Special Education


Hard of Hearing and Deaf Students:
A Resource Guide to Support Classroom Teachers

Preparing to Teach Students who are Hard of Hearing or Deaf

Needs of Learners who are Hard of Hearing or Deaf

To be made welcome and to belong where successful social relationships can occur. Smiled at, introduced, given time to talk and share personal information, find other people with common interests, invited to extra-curricular activities.

To expand the ability to communicate with others. Encouraged and actively taught communication skills or questioning, listening, speaking, reporting, reading, writing for all sorts of occasions.

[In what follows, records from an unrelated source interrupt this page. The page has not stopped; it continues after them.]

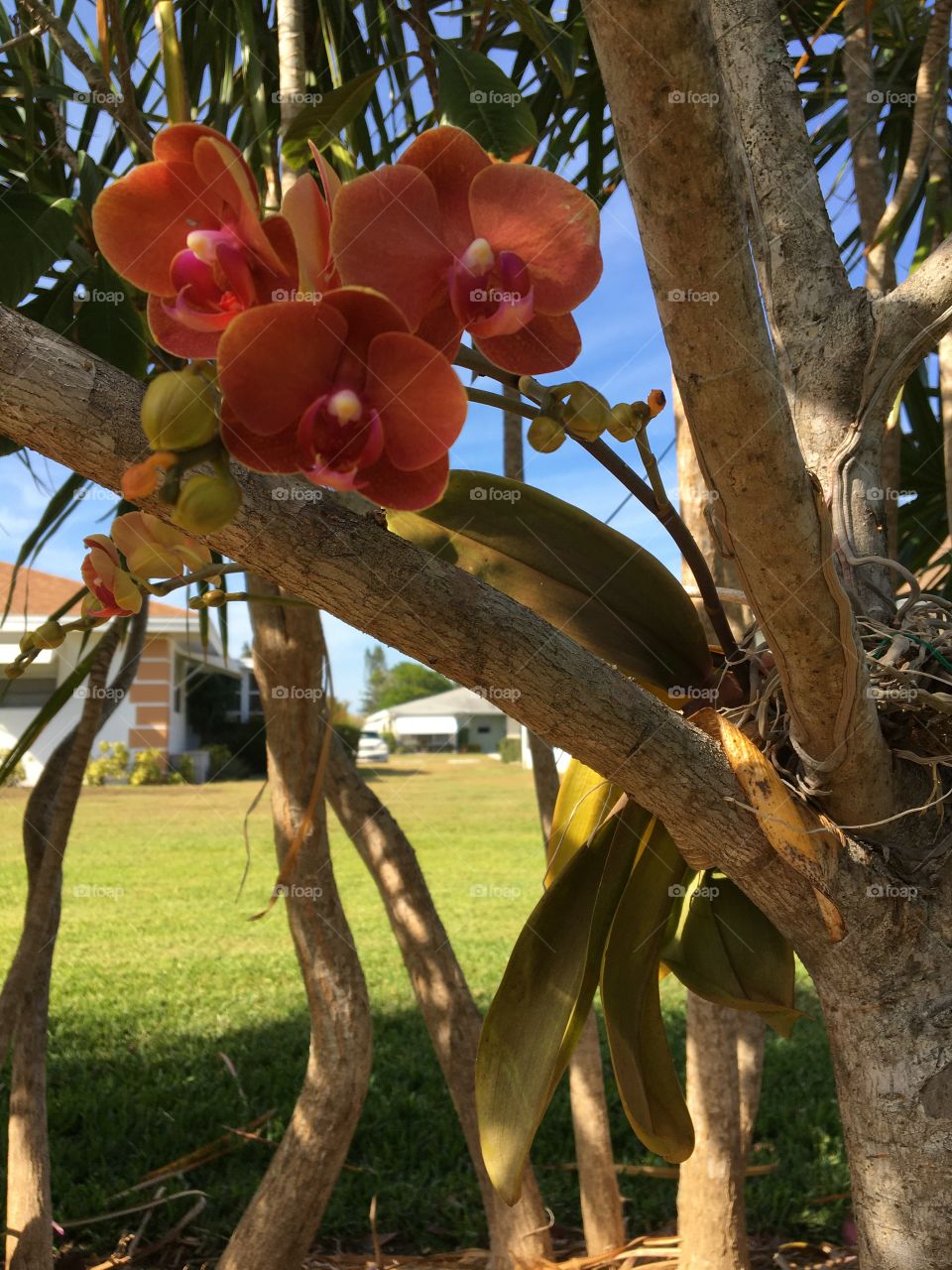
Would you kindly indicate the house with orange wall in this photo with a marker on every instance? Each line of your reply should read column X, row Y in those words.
column 154, row 714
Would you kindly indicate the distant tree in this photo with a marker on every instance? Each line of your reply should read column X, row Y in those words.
column 375, row 670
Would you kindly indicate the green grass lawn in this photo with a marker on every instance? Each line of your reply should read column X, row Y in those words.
column 159, row 975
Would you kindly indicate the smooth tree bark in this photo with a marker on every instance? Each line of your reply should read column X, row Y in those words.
column 278, row 1225
column 711, row 1220
column 602, row 1215
column 46, row 829
column 711, row 1216
column 453, row 1021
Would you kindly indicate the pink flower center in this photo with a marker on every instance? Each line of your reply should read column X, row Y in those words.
column 490, row 293
column 339, row 435
column 213, row 280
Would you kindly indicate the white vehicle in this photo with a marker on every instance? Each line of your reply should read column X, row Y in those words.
column 372, row 748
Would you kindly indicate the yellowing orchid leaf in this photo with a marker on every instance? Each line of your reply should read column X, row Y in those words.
column 644, row 1069
column 724, row 949
column 538, row 1011
column 794, row 833
column 585, row 801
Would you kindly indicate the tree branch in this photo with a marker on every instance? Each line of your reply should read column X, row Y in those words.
column 63, row 403
column 675, row 139
column 910, row 322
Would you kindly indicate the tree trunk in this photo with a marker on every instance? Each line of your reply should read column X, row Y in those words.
column 278, row 1225
column 711, row 1185
column 46, row 828
column 602, row 1216
column 452, row 1019
column 711, row 1214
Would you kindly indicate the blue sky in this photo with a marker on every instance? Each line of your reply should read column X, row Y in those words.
column 624, row 356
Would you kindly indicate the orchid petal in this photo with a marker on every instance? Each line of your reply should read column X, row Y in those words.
column 402, row 490
column 419, row 398
column 542, row 345
column 276, row 359
column 546, row 221
column 451, row 159
column 385, row 234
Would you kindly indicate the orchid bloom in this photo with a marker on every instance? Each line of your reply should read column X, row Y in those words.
column 461, row 243
column 154, row 549
column 112, row 592
column 357, row 402
column 186, row 230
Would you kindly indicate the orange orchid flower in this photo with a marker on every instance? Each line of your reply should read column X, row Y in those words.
column 112, row 592
column 186, row 229
column 460, row 243
column 358, row 403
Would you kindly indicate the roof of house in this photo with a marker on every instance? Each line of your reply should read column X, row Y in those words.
column 41, row 593
column 453, row 701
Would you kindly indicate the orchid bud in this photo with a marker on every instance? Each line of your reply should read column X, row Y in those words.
column 624, row 426
column 544, row 435
column 179, row 411
column 585, row 414
column 207, row 503
column 49, row 635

To be challenged to take risks and grow. Lots of praise, encouragement, high personal-interest work.

To have opportunities for experiential and incidental learning. First hand experience (labs, workshops, dramatizations, projects) field trips, team projects, group or paired activities.

To have as much visual access to information as possible. Board notes, handouts, glossaries, course books, multi-media materials, closed captioning, hands-on research, other students' notes, pictures.

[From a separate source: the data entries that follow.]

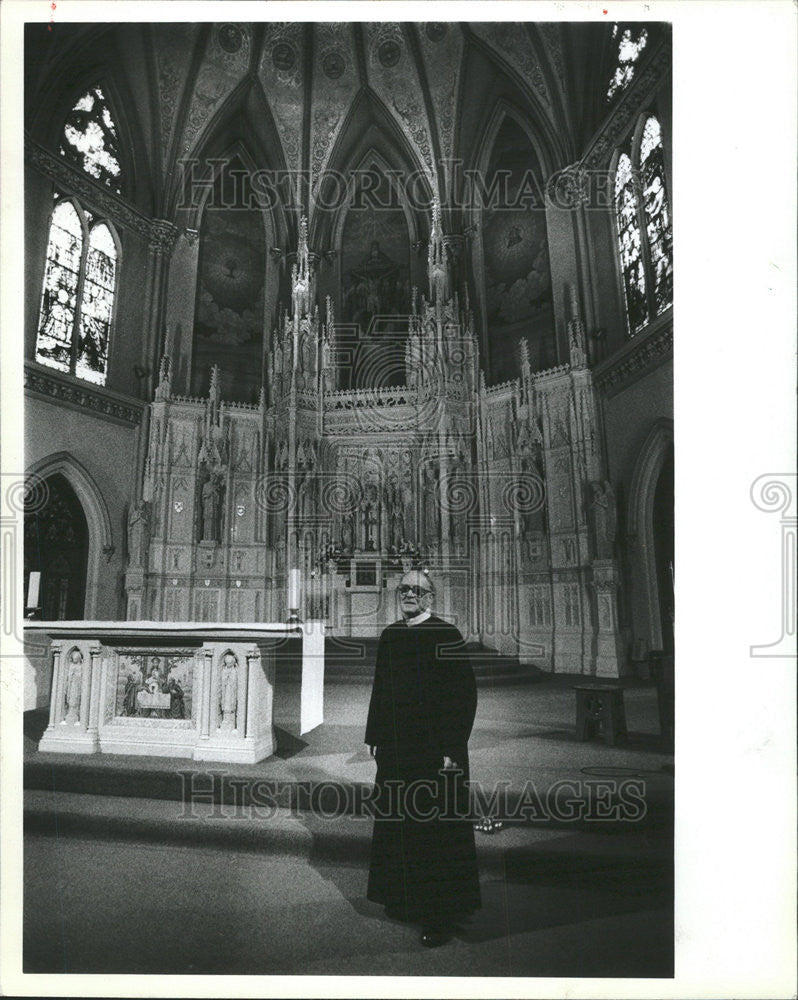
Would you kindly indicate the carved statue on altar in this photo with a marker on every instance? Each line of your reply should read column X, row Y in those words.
column 347, row 533
column 74, row 685
column 603, row 510
column 211, row 491
column 397, row 523
column 228, row 692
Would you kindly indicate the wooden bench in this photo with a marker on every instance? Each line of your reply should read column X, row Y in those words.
column 600, row 711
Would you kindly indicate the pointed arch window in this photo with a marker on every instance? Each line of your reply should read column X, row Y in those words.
column 628, row 42
column 629, row 246
column 90, row 139
column 643, row 225
column 78, row 293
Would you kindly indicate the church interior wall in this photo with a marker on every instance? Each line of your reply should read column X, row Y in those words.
column 496, row 121
column 107, row 451
column 630, row 416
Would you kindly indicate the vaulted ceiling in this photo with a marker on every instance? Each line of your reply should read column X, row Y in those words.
column 316, row 97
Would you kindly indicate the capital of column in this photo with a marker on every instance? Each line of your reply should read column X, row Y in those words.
column 163, row 236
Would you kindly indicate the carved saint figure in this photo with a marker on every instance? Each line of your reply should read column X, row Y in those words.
column 178, row 706
column 602, row 505
column 210, row 510
column 347, row 533
column 228, row 691
column 132, row 688
column 74, row 685
column 138, row 533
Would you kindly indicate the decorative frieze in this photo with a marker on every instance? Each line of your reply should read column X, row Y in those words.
column 613, row 132
column 635, row 358
column 159, row 234
column 55, row 386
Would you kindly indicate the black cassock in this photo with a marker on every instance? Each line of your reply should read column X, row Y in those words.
column 423, row 702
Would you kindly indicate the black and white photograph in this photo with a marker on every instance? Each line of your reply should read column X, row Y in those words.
column 345, row 516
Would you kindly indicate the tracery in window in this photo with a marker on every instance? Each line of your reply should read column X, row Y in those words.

To have assistive listening devices, and appropriate technology, made available. FM systems, phone amplifiers, silent overhead projectors, closed caption decoders.

To have a classroom which provides the optimum listening environment. Low general noise level, not beside a gymnasium or band room.

To take responsibility for learning (help plan, produce, assess). Be made aware of strengths, learning styles, interests, and goals for growth and improvement; encouraged to keep a portfolio of work in progress; opportunities for periodic assessment and new goals.

To have optimum lighting situations. Faces of peers and teacher need to be clearly lit for speech reading.

To have people speak clearly and normally and directly with them.

To work with people who understand the educational implications of hearing loss. Positive inclusion of information about people with hearing loss. (Books, films of positive role models, artists, writers, scientists, teachers).

To have people ask questions and expect full participation in the classroom . Teach questioning skills, share class work equitably.

To have opportunities to work cooperatively in groups. To extend communication skills (paraphrasing, reporting, summarizing ) and experiences.